Glacier in Antarctica

Posadowsky Glacier (Posadowskygletscher, ) is a glacier about 9 nmi long, flowing north to Posadowsky Bay immediately east of Gaussberg. Posadowsky Bay is an open embayment, located just east of the West Ice Shelf and fronting on the Davis Sea in Kaiser Wilhelm II Land.

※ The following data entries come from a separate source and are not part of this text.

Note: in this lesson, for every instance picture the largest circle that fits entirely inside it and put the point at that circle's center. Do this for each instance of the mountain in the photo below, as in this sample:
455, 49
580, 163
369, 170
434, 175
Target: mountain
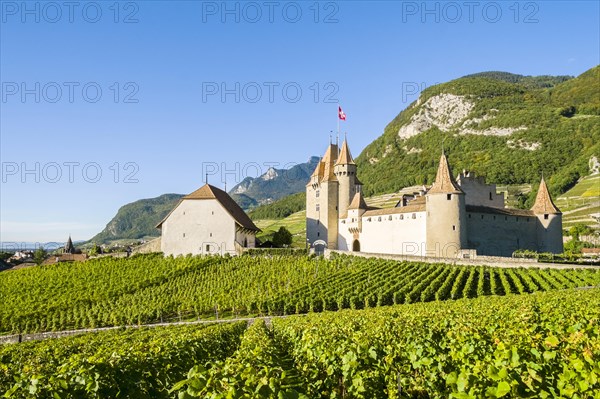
273, 184
509, 128
138, 219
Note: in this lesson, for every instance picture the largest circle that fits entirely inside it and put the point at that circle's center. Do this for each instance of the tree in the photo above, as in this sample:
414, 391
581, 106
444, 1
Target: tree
39, 255
282, 238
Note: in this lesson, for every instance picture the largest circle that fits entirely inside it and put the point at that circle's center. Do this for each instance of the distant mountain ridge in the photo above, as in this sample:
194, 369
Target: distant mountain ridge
509, 128
138, 219
275, 183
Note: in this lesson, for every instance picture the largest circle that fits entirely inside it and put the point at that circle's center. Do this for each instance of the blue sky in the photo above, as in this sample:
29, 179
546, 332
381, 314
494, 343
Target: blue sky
135, 92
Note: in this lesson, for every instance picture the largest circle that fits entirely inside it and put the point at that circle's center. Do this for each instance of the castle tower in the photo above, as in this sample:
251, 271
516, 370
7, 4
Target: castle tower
446, 221
322, 201
549, 224
345, 172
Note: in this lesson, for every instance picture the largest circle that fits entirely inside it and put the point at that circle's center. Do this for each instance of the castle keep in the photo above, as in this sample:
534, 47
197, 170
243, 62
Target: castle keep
460, 217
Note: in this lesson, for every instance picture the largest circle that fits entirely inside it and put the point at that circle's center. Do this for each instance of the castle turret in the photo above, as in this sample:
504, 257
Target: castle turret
345, 172
446, 221
549, 225
322, 201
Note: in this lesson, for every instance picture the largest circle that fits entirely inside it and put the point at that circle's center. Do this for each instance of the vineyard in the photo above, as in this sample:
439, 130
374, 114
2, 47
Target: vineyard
544, 345
149, 288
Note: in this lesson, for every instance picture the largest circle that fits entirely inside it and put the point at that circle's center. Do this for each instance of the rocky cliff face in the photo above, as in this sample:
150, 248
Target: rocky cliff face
509, 128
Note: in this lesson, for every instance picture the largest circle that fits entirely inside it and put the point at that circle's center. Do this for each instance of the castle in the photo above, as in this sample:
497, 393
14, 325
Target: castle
462, 217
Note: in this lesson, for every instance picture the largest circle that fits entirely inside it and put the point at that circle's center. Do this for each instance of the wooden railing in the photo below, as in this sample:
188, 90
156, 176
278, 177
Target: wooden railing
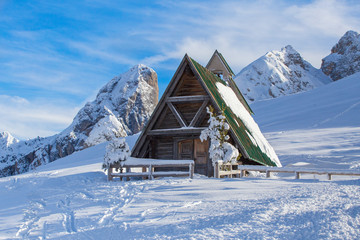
148, 169
241, 170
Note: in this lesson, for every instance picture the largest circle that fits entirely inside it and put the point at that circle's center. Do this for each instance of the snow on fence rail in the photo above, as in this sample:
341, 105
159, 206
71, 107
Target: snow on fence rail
148, 168
242, 169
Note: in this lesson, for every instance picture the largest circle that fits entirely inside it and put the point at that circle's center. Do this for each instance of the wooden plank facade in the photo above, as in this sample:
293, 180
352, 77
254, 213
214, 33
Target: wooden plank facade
174, 128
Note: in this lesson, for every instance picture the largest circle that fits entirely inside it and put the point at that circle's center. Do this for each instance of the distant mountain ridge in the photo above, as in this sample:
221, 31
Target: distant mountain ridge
344, 59
122, 107
278, 73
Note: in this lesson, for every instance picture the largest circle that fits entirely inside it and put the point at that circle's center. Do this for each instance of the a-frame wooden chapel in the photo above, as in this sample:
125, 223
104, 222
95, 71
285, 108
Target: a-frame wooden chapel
173, 130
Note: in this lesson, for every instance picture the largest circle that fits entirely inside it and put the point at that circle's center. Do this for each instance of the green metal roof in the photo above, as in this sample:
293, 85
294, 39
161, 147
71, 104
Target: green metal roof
226, 65
239, 129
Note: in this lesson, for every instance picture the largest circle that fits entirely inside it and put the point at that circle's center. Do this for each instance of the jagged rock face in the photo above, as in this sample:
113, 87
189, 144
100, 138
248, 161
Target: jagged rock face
6, 140
278, 73
122, 107
344, 59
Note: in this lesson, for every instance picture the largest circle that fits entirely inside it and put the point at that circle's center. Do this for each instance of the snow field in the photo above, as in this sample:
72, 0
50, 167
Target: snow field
50, 205
71, 199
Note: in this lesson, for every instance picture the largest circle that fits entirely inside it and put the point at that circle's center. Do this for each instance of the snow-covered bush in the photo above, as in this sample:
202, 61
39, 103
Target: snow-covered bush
217, 133
117, 152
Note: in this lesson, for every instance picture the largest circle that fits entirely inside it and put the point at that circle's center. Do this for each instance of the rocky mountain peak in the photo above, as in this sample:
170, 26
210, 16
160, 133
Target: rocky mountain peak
122, 107
344, 59
6, 140
278, 73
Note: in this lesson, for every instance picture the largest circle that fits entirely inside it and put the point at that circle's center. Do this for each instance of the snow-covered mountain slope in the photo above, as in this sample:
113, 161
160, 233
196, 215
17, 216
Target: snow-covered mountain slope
122, 107
344, 59
278, 73
319, 128
6, 140
71, 199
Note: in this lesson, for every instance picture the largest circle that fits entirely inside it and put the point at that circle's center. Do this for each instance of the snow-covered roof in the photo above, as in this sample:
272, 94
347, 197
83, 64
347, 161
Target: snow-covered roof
246, 131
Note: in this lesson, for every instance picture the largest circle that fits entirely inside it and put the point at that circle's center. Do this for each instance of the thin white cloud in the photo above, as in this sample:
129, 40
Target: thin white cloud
244, 30
29, 119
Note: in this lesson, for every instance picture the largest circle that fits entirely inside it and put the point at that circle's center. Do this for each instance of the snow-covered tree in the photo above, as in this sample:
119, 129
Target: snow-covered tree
217, 132
117, 152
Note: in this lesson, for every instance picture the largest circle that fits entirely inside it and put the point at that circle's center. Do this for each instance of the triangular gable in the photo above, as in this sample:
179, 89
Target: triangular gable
242, 125
186, 122
217, 63
242, 134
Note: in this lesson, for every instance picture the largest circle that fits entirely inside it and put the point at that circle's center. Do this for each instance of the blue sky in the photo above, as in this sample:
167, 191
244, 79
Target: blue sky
55, 55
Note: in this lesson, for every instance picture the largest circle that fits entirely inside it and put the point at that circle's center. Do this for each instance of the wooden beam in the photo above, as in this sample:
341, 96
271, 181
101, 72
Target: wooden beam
175, 131
198, 113
177, 115
197, 98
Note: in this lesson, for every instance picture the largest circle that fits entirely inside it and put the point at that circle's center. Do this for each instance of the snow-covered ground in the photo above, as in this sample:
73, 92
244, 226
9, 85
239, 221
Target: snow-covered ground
71, 198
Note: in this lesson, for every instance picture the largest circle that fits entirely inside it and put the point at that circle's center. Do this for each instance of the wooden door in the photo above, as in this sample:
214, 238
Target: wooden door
201, 152
186, 149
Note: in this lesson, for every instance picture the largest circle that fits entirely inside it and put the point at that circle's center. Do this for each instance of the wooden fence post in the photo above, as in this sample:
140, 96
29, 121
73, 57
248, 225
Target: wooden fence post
217, 170
144, 170
110, 173
191, 170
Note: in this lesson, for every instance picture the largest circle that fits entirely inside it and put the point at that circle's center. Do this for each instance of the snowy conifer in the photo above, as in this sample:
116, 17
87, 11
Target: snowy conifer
217, 133
117, 152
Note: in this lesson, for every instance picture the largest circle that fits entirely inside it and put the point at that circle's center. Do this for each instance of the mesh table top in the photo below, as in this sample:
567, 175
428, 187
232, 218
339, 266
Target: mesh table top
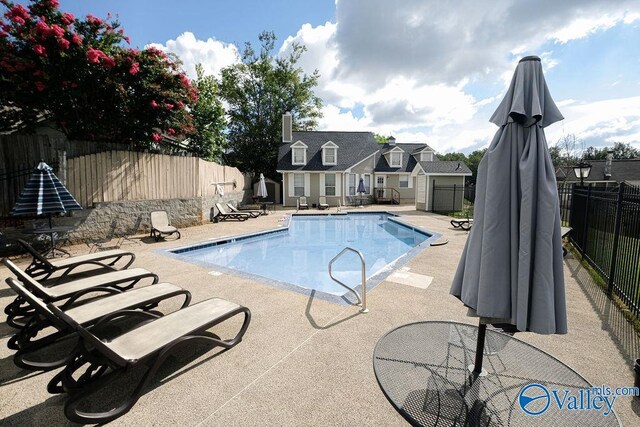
424, 370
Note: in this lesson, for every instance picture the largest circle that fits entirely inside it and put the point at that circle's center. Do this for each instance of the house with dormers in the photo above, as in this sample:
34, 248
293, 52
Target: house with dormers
331, 164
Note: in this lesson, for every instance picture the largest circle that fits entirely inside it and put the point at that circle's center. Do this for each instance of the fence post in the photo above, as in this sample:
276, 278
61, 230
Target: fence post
616, 238
583, 248
433, 195
453, 205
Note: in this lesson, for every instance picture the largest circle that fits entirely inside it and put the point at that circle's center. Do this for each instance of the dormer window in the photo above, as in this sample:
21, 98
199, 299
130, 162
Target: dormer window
395, 158
329, 153
426, 156
299, 154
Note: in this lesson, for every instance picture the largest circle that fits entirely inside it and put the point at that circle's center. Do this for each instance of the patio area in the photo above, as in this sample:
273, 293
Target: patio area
305, 361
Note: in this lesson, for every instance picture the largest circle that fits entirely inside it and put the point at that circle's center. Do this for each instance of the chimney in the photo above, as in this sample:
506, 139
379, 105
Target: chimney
287, 127
607, 165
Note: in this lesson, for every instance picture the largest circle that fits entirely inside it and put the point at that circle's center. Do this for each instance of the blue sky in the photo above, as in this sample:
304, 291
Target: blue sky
422, 70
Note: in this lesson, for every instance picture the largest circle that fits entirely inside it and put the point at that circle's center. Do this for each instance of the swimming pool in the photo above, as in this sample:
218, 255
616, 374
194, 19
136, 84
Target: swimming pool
299, 254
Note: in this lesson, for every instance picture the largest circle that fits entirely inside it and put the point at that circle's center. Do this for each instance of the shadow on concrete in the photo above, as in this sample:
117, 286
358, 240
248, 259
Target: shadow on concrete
116, 392
314, 324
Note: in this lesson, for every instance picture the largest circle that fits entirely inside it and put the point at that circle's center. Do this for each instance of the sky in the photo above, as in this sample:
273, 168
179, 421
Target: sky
421, 70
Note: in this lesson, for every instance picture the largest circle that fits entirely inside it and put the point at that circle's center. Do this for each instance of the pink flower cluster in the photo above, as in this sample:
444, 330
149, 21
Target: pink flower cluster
96, 56
134, 69
18, 14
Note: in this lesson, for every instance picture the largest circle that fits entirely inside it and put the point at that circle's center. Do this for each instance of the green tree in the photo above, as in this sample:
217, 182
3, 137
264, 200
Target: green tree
619, 150
258, 90
566, 151
380, 138
77, 73
459, 157
208, 139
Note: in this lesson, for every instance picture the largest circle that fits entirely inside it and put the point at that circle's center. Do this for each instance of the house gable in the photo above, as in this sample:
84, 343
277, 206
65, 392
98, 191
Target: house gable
329, 153
299, 153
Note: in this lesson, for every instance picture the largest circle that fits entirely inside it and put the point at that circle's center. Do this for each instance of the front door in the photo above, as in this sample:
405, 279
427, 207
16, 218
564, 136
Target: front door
380, 184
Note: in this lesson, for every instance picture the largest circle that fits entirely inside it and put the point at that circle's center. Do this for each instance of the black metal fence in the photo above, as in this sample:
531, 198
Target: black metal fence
606, 232
454, 200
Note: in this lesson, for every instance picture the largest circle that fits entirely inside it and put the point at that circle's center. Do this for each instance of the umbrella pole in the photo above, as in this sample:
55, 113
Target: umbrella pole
482, 331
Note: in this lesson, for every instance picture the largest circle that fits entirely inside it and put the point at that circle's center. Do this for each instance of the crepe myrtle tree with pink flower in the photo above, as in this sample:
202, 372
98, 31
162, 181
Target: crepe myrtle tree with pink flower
81, 74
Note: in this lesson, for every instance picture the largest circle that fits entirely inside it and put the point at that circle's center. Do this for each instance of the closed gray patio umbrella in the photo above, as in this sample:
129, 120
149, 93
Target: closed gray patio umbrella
511, 267
262, 188
361, 190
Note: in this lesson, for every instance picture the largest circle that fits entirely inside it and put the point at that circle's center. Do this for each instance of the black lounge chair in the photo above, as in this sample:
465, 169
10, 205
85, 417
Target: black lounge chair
41, 268
322, 203
160, 225
86, 315
224, 215
18, 312
464, 224
252, 213
302, 203
98, 362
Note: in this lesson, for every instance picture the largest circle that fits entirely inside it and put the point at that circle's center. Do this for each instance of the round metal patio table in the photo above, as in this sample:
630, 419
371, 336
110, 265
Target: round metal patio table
52, 232
424, 370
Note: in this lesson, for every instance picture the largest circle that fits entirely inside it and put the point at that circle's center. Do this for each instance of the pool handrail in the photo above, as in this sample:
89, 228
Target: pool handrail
363, 267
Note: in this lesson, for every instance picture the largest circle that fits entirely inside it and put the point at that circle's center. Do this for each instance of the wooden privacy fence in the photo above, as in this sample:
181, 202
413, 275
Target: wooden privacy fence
127, 175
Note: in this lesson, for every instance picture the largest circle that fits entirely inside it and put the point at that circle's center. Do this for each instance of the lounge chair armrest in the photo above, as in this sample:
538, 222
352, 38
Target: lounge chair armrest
71, 301
122, 313
73, 267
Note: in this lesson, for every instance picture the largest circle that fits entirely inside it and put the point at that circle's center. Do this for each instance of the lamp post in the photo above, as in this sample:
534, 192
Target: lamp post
582, 171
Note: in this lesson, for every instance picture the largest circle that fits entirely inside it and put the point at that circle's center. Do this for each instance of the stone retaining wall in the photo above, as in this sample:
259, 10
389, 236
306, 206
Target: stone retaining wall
97, 222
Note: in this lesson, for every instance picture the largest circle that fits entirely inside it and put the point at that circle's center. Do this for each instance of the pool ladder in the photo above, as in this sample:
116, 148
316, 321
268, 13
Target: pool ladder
363, 267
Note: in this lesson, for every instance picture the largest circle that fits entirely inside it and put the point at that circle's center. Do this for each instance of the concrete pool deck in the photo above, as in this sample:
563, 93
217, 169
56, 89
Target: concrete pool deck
305, 361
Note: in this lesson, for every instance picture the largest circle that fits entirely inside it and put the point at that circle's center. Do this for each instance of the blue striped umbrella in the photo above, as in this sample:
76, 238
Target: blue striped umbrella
44, 194
262, 188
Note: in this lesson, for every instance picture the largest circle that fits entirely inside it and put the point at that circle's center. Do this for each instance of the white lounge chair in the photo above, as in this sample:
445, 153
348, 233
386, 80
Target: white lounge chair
160, 225
322, 203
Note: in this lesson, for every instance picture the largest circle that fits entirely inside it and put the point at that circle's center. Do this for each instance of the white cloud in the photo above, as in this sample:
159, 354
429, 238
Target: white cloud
600, 123
434, 71
409, 67
582, 27
212, 54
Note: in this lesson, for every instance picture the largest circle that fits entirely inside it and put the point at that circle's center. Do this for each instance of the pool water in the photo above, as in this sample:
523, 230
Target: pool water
301, 254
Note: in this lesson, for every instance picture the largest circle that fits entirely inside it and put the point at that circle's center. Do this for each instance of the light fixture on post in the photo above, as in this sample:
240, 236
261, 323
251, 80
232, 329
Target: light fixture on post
582, 171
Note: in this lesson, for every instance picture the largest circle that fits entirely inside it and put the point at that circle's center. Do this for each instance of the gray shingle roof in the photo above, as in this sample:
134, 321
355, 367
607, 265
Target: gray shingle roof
621, 171
445, 166
353, 147
408, 160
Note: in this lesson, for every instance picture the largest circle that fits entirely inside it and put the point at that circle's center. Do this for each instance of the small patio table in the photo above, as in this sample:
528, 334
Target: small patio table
267, 207
52, 232
424, 370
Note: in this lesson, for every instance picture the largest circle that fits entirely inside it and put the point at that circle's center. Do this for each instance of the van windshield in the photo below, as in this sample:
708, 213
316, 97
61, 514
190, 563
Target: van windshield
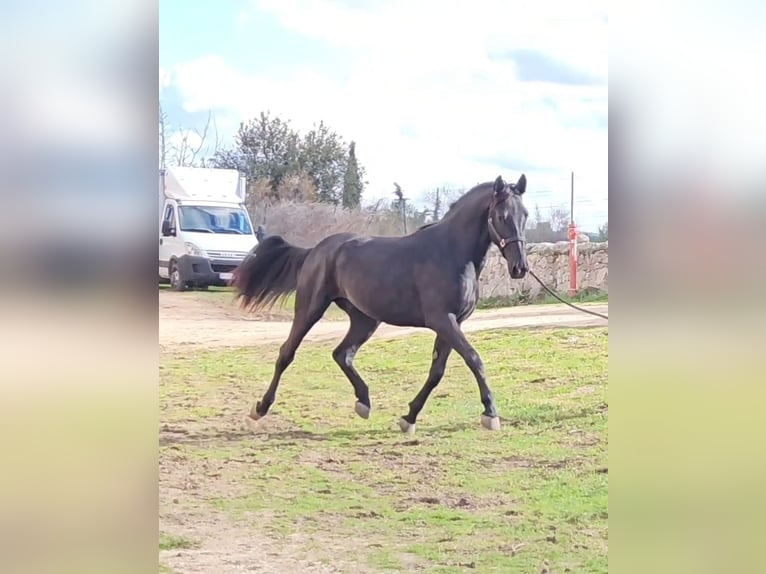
214, 219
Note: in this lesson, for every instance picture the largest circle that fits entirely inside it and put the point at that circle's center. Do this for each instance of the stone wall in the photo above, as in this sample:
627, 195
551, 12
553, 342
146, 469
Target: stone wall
550, 262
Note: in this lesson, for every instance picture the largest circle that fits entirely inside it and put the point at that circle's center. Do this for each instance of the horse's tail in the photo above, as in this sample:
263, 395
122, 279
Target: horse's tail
268, 273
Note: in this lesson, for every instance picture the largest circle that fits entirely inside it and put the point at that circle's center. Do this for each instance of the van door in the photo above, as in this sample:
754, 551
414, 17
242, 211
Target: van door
170, 243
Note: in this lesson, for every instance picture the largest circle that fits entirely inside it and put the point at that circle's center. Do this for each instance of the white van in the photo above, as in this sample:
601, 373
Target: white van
205, 230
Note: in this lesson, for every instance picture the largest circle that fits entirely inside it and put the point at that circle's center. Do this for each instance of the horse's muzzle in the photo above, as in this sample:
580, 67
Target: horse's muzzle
518, 271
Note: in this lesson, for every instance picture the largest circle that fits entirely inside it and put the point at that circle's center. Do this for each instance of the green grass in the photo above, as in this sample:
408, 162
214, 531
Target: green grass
451, 498
170, 542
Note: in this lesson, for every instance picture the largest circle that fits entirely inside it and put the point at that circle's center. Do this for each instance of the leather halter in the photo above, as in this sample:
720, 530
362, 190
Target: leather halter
498, 239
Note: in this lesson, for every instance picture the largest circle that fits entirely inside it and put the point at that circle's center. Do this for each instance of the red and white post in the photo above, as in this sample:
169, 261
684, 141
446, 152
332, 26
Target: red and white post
572, 259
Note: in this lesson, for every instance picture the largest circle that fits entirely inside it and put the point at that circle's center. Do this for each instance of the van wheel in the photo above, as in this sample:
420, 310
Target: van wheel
176, 282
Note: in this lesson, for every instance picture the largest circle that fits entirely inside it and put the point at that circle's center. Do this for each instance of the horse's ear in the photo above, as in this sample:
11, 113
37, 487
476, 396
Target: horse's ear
499, 185
521, 185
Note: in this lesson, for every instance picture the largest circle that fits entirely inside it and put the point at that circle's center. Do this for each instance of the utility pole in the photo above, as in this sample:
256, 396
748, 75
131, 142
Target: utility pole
572, 244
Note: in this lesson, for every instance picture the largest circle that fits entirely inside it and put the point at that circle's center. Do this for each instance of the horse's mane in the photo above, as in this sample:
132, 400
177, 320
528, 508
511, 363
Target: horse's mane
468, 197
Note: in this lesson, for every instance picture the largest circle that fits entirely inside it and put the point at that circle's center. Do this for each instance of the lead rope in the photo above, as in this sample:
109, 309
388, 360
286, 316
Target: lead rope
549, 290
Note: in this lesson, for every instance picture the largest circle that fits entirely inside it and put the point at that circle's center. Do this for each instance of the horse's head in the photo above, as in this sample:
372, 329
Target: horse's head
507, 219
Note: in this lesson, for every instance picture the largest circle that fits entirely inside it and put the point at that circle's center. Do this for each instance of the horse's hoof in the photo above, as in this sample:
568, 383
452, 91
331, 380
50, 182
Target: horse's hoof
362, 410
407, 428
490, 423
252, 421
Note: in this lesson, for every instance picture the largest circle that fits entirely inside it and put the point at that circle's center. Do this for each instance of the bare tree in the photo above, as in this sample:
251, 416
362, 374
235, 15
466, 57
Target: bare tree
439, 200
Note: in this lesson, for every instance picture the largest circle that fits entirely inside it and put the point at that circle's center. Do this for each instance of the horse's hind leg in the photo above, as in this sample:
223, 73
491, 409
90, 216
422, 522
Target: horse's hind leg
309, 308
438, 365
361, 329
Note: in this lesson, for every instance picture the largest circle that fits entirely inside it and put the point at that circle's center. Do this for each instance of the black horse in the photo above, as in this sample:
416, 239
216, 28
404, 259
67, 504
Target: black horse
426, 279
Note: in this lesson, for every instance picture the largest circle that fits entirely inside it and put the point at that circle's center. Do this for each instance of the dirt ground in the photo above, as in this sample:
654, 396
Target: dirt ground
206, 320
196, 319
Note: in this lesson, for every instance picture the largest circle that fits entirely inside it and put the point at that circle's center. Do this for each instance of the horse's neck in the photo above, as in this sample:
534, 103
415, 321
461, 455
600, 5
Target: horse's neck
471, 239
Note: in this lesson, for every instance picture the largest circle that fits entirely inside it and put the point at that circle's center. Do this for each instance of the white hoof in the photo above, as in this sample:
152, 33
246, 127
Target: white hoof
406, 427
362, 410
490, 423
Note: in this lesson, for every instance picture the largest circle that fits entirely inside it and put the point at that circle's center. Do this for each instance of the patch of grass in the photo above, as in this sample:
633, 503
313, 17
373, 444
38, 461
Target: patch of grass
170, 542
450, 498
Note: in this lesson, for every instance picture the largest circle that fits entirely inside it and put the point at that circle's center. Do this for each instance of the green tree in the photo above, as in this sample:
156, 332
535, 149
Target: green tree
352, 180
267, 149
323, 157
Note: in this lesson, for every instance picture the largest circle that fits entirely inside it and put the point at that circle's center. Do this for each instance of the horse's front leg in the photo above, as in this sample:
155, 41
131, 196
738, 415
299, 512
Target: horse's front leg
448, 329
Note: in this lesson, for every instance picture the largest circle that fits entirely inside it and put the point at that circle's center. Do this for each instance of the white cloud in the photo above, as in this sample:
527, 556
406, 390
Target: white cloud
425, 69
165, 79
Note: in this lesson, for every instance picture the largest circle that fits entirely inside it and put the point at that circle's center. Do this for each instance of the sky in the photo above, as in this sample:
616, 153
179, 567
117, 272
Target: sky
434, 93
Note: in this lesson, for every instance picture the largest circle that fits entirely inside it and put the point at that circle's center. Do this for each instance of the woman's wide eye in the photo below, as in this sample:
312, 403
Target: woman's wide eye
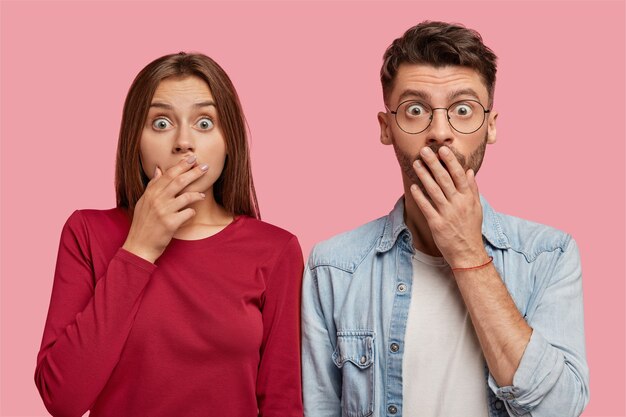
161, 124
205, 123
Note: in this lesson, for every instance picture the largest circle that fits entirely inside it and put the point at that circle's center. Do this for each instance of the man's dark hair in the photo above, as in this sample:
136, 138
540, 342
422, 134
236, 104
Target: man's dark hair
439, 44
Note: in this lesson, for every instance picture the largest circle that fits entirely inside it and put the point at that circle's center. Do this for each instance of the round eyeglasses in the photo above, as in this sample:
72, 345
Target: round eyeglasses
465, 116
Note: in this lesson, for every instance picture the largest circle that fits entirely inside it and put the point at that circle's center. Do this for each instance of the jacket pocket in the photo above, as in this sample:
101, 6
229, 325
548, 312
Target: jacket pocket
354, 355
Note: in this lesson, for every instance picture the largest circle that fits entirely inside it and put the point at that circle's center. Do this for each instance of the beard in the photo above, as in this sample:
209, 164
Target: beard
473, 161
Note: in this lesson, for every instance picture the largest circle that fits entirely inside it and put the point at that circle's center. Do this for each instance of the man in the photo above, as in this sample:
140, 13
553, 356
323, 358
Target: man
444, 307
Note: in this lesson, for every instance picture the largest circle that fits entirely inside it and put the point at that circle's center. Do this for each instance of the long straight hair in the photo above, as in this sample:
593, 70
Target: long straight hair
234, 189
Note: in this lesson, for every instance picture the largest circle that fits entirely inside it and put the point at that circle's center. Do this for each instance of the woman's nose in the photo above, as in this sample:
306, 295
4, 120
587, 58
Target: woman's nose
184, 141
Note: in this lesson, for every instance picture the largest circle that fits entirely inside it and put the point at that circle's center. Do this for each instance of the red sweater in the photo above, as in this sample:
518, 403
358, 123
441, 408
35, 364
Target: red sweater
210, 329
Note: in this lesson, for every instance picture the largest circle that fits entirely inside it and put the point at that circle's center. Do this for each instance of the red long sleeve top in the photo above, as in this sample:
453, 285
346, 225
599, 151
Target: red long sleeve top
212, 328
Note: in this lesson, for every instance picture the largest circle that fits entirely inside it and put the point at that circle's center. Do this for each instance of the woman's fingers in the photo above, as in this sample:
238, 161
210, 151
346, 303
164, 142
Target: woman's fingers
178, 183
186, 199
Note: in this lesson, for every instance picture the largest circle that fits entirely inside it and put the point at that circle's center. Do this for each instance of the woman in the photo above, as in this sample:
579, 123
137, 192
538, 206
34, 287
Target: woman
179, 301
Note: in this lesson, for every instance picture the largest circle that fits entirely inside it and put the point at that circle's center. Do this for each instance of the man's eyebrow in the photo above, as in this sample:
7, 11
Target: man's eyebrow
463, 92
414, 93
169, 107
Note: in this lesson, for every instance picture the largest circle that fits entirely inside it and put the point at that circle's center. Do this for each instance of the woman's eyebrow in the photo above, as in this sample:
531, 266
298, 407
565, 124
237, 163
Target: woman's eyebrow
170, 107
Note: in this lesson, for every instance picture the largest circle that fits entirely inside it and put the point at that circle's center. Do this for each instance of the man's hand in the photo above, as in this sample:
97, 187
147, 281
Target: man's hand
452, 208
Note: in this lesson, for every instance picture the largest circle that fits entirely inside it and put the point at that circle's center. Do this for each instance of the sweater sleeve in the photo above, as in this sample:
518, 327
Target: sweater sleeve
88, 322
278, 383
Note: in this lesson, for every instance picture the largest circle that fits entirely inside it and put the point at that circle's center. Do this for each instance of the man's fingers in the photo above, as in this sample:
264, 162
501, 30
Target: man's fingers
471, 182
454, 168
422, 202
439, 173
432, 188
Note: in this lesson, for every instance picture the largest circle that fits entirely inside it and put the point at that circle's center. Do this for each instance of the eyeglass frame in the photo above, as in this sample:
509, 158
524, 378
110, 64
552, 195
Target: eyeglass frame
432, 115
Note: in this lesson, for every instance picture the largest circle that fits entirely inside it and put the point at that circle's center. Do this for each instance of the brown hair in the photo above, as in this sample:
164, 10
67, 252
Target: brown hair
439, 44
234, 189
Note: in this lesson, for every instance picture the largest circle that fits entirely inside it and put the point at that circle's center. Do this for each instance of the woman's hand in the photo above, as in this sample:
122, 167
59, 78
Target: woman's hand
161, 211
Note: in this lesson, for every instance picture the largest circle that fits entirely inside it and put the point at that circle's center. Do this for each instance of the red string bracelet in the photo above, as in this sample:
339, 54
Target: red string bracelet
475, 267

Kaiser Wilhelm II Land is the part of East Antarctica lying between Cape Penck, at 87°43'E, and Cape Filchner, at 91°54'E, and is claimed by Australia as part of the Australian Antarctic Territory. Other notable geographic features in this area include Drygalski Island, located 45 mi NNE of Cape Filchner in the Davis Sea, and Mirny Station, a Russian scientific research station.

==Discovery and naming==

The glacier was observed in February 1902 from the summit of Gaussberg by the Gauss expedition under Erich von Drygalski. The U.S. Advisory Committee on Antarctic Names (US-ACAN) named the glacier after Drygalski's Posadowsky Bay in 1955 following studies of the aerial photographs taken by United States Navy Operation Highjump, 1946–47. Posadowsky Bay, in turn, was named for Count Arthur von Posadowsky-Wehner, Secretary of the Interior of the German Empire, who secured a government grant to cover the cost of the Drygalski expedition.